This guide provides detailed steps for deploying and serving LLMs on Intel CPU/GPU/Gaudi.
Please follow setup.md to setup the environment first.
We provide preconfigured yaml files in inference/models for popular open source models. You can customize a few configurations for serving.
To deploy on CPU, please make sure device
is set to CPU and cpus_per_worker
is set to a correct number.
cpus_per_worker: 24
device: cpu
To deploy on GPU, please make sure device
is set to GPU and gpus_per_worker
is set to 1.
gpus_per_worker: 1
device: gpu
To deploy on Gaudi, please make sure device
is set to hpu and hpus_per_worker
is set to 1.
hpus_per_worker: 1
device: hpu
LLM-on-Ray also supports serving with Deepspeed for AutoTP and IPEX-LLM for INT4/FP4/INT8/FP8 to reduce latency.
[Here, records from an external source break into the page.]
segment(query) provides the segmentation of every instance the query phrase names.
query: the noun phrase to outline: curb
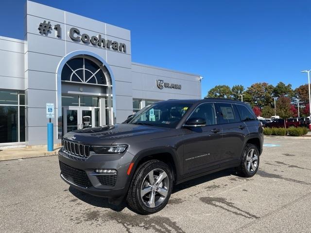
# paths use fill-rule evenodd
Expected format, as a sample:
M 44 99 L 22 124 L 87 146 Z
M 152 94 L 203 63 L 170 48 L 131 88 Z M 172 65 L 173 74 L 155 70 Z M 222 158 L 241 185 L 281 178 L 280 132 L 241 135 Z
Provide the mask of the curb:
M 275 136 L 275 135 L 264 135 L 264 138 L 279 138 L 279 139 L 311 139 L 311 137 L 295 137 L 294 136 Z
M 43 156 L 51 156 L 52 155 L 57 155 L 58 154 L 58 150 L 56 151 L 44 152 L 43 153 L 38 153 L 37 154 L 35 153 L 26 153 L 23 155 L 1 155 L 0 153 L 0 161 L 3 161 L 5 160 L 12 160 L 14 159 L 28 159 L 29 158 L 36 158 L 38 157 Z

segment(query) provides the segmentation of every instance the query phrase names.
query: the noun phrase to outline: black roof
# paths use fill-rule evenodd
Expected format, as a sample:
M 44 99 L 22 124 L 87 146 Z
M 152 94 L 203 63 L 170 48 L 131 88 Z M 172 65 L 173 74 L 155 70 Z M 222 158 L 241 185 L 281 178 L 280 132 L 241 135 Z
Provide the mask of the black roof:
M 202 100 L 193 99 L 193 100 L 163 100 L 163 101 L 170 102 L 183 102 L 183 103 L 195 103 L 196 102 L 225 102 L 227 103 L 235 103 L 245 104 L 247 103 L 242 102 L 240 100 L 228 100 L 227 99 L 222 98 L 206 98 Z M 163 102 L 161 101 L 161 102 Z

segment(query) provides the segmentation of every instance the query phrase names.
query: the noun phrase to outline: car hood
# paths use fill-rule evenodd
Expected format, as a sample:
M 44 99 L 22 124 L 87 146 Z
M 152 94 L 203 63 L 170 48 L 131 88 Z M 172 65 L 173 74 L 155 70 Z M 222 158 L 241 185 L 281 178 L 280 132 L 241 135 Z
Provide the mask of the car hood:
M 170 130 L 149 125 L 117 124 L 75 130 L 66 133 L 64 138 L 89 145 L 111 145 L 121 138 L 159 133 Z

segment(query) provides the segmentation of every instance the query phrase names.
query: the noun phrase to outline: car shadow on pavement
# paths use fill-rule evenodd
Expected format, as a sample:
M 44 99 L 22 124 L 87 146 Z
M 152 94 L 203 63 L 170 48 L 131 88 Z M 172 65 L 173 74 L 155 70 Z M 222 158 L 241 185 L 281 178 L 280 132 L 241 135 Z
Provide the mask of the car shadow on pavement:
M 206 182 L 211 181 L 221 177 L 223 177 L 224 176 L 230 176 L 231 175 L 237 175 L 234 168 L 226 169 L 225 170 L 223 170 L 217 172 L 201 176 L 201 177 L 190 180 L 175 185 L 173 191 L 173 193 L 177 193 L 177 192 L 186 189 L 186 188 L 205 183 Z
M 115 205 L 109 203 L 108 198 L 92 196 L 84 193 L 71 186 L 69 187 L 69 191 L 71 194 L 82 201 L 98 207 L 109 208 L 119 212 L 122 211 L 124 208 L 127 207 L 126 202 L 124 200 L 122 200 L 119 205 Z

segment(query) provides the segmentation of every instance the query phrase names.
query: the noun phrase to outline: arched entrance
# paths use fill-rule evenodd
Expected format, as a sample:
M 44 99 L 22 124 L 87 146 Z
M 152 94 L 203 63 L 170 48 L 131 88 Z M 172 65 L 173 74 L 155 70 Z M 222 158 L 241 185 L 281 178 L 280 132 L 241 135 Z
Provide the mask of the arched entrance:
M 68 54 L 57 69 L 59 139 L 73 130 L 114 123 L 111 70 L 100 57 L 81 52 Z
You can follow the corresponding documents to enable them.
LLM-on-Ray supports automatically scales up and down the number of serving replicas based on the resources of ray cluster and the requests traffic. You can adjust the autoscaling strategy through the following parameters in configuration file. You can follow the guides-autoscaling-config-parameters for more detailed explanation of these parameters.
max_ongoing_requests: 64
autoscaling_config:
min_replicas: 1
initial_replicas: 1
max_replicas: 2
target_ongoing_requests: 24
downscale_delay_s: 30
upscale_delay_s: 10
We support two methods to specify the models to be served, and they have the following priorities.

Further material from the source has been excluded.